All these events are ostensibly disconnected from watching the Renaissance tour at that same stadium last week, but it unwittingly taps into the magnetic power of pop music. People carry their history, their baggage, their weighty preconceptions into the space with them and then, as the music swells, they are invited to drop everything and flock to the dancefloor. Pop music sceptics are keen to point out the genre’s lack of depth, but when it is done well this lack of depth is precisely the point. It invites listeners to be unmitigated and purely responsive, moving in tandem and taking up space. And surely there is no one better at doing pop well than Beyoncé.
Opening with a slew of ballads may feel counterintuitive for an album so laser focused on dance and partying, but the run of ‘Dangerously in Love’ to ‘1+1’ to ‘I Care’ at the beginning of the show draws the audience in. Beyoncé is effectively acting as her own support act. Following the death of the legendary Tina Turner, she has also included a stripped back version of ‘River Deep, Mountain High’ early on in the setlist, reminding us that RENAISSANCE is about embedding the listener in the long, hard-earned history of artists who have fought for their community, for the right to commune.
RENAISSANCE is somewhat defined by a bizarre promotional cycle—or lack thereof. Beyoncé is known for her reserve and unwillingness to succumb to the press rollout most singers are forced into, but her total silence in the wake of RENAISSANCE’s drop still felt unprecedented. Fortunately, the tour feels self-aware enough to offer carefully rendered visuals while still poking fun at fan’s unquenchable desire for more. “You’ve asked for the visuals,” a narrator declares over the unmistakable strum of ‘Formation’’s opening beat, “You’ve called for the queen. But a queen moves at her own pace, bitch!” Were it not for the words illuminated on the screen it would be difficult to hear this preamble over the screams echoing across the stadium.

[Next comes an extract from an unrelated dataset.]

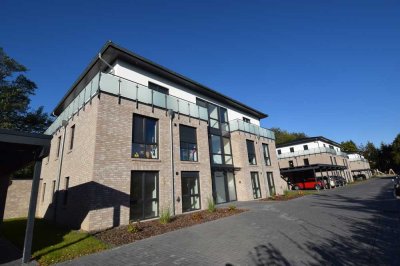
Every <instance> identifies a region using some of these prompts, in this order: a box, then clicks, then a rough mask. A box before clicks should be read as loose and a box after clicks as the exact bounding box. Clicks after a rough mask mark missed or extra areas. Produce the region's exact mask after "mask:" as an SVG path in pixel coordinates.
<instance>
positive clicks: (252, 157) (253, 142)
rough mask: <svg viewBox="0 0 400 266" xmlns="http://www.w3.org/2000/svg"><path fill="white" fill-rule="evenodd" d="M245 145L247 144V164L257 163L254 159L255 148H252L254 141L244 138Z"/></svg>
mask: <svg viewBox="0 0 400 266" xmlns="http://www.w3.org/2000/svg"><path fill="white" fill-rule="evenodd" d="M246 145H247V156H248V159H249V164H252V165H254V164H257V160H256V150H255V148H254V141H251V140H248V139H246Z"/></svg>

The RENAISSANCE portion of the show plays out in album order, appeasing fans (such as myself,) who feel that the transition between songs is as integral to the structure of the music as the songs themselves. The show moves at an unrelenting pace, coiling around ‘BREAK MY SOUL’ which has never held any particular draw for me until this show. Beyoncé melds together Madonna’s ‘Vogue’ and her lone single, moving around the runway that encircles the audience, using every dip and twirl to guide the audience in these newly unfamiliar beats.
The show closes with a hilariously extravagant rendition of ‘SUMMER RENAISSANCE’ that features Beyoncé riding a mirrored horse across the dazzled audience while shouting “Happy Pride!” Joyous in its silliness while still being totally serious, the RENAISSANCE tour closed on a gloriously campy note. “Did Beyoncé just fly across the audience on a disco horse shouting “Happy Pride”?” my flatmate asked. “Yeah! I think so!” I answer dazed, sweaty, happy, not quite ready to navigate the tube home. Five days later and that is still how I would respond, equally as elated and basking in the RENAISSANCE glow.